Allocation must be synchronized with scheduling. Before an iteration, the scheduler determines how many new tokens may be produced and reserves the corresponding blocks. If reservation fails after compute starts, recovery is harder. Mature systems make block admission a precondition for execution.
Implementation sketch
needed = blocks_for(prompt_tokens + max_step_growth)
if free_blocks < needed:
preempt_or_queue(request)
logical = sequence.block_table
for token_block in prompt:
logical.append(pool.allocate())
on_branch:
child.share_prefix(logical, refcount=True)
on_write_shared_tail:
child.copy_on_write()
on_finish:
pool.release(logical)Capacity planning
Expected internal waste is bounded by one partially used tail block per live sequence, but branching, reserved growth, and preemption can add more. Simulate with actual sequence traces to estimate peak physical blocks; average utilization hides synchronized bursts.
Benchmarking without fooling yourself
- Replay churn with arrivals, completions, cancellation, and branching.
- Compare block sizes across throughput, slack, and lookup overhead.
- Force near-exhaustion to test preemption and admission behavior.
- Track useful cached tokens per allocated physical token slot.

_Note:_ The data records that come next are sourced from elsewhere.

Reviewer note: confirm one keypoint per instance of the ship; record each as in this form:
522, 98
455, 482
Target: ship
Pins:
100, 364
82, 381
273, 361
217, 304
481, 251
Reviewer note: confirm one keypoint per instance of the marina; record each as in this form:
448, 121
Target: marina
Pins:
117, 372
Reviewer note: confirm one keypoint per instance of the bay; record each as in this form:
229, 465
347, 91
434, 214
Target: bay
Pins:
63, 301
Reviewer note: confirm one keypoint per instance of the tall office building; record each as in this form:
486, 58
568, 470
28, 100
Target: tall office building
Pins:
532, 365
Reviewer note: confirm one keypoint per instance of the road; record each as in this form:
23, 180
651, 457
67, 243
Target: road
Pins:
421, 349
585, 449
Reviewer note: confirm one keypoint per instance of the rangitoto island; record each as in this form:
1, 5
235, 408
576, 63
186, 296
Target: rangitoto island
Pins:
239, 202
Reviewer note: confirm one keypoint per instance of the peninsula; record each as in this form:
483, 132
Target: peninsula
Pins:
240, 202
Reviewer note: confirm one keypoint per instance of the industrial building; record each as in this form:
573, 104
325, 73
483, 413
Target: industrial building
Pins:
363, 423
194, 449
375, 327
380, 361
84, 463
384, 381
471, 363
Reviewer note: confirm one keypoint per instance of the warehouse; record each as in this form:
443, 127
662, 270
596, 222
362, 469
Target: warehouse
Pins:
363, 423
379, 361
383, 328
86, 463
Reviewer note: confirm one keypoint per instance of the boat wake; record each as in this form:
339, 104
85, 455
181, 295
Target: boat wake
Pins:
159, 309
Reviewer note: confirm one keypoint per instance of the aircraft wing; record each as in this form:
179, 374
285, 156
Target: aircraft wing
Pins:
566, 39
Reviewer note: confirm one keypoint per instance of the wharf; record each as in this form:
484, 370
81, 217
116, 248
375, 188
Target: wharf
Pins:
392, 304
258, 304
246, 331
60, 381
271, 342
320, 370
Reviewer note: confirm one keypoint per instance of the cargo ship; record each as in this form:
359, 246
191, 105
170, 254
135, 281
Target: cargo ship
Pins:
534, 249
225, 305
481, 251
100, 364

A production failure to design for
A cancellation path decrements shared-prefix references twice. The allocator reuses a block while another beam still reads it, creating nondeterministic output corruption. Reference ownership needs invariant tests and generation-stamped block handles.
Primary references
The takeaway
PagedAttention made KV memory elastic enough for a real server. Its core achievement is not an attention approximation; it is disciplined address translation.